I always seemed to be the driver on our adventures, but it wasn’t for a quick getaway, not in a VW bug, and when I saw the flashing lights and unmistakable sound of a police car siren in back of us, I pulled over and a plain-clothes government guy with a plain face got out of his plain-looking car and walked toward me. I remember looking at Phil and saying I think we are done for this night. As the plain-looking man stood at the car window asking for all the necessary documents, driver’s license and registration, I knew we were done for more than the night when I handed him these things with hands covered in red paint. The three of us were quickly handcuffed and taken off to jail, and to this day I do not know what part of D.C. we were taken to. The three of us were put into one cell and the processing began, as one by one we were taken out for interrogation. I imagine they wanted to compare the stories they got from each of us. They took me first, and I was asked by the plain-looking man in the plain-looking clothes what it was we were trying to do. His plain face did not break into even a plain-looking smile when I said we were trying to find a hardware store for more red spray paint. Phil was the next to be interrogated, leaving me and Jim in the cell. Jim, a seminary student, asked what kind of time I thought we might be facing and I said considering we defaced the property of three foreign governments I figured about 5 years apiece or 15 years, and Jim gasped and said, “I can’t do 15 years. I have a test next week!” 

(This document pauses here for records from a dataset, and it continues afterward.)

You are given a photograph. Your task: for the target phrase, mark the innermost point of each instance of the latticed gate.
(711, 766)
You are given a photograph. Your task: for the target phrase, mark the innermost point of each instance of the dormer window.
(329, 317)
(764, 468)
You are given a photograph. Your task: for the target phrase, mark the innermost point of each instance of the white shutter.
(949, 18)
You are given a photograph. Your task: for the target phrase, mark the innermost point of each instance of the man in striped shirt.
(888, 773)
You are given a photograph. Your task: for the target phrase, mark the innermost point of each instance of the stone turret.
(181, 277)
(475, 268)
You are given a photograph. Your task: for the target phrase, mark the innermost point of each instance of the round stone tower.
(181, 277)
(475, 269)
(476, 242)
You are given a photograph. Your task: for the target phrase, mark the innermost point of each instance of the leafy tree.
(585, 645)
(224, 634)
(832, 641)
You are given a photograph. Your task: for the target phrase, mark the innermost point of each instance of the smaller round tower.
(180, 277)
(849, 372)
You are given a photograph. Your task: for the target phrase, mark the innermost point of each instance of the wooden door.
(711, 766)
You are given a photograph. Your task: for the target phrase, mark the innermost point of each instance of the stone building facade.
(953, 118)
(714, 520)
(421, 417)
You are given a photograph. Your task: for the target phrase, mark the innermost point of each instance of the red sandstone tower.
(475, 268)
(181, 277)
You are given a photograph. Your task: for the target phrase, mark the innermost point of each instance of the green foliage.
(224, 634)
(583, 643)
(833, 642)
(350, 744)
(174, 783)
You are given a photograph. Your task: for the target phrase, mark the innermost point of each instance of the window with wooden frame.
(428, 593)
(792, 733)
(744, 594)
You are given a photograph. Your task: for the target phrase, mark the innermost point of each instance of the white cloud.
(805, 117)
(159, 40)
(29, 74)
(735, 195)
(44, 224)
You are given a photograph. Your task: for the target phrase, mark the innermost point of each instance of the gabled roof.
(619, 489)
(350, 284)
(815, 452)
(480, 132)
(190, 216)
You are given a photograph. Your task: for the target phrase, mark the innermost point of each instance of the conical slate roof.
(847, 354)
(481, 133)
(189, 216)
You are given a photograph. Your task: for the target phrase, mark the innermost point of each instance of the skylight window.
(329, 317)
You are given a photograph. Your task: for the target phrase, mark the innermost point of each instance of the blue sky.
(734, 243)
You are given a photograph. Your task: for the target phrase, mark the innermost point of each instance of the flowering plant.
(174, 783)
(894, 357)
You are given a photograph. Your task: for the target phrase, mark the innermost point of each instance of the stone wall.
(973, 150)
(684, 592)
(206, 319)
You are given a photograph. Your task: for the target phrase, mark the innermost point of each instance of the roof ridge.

We were held overnight but released the next day when the British, the only ones to react, dropped the charges. But from that shaky red-handed beginning almost 50 years ago people like Elizabeth (Liz) McAlister, peace activist and former nun of the Religious of the Sacred Heart of Mary, and others at Jonah House still carry on what is now known as the Plowshares movement, so-called from the writing of the prophet Isaiah who urged the people to “beat their swords into plowshares” and learn war no more. Their aim is to stop nuclear proliferation, and they were still in jail as recently as the fall of 2019 for nonviolently and symbolically disarming the Trident nuclear submarine base in Kings Bay, Georgia, on April 4, 2018. I am so proud to have been part of the beginning of that continuing effort.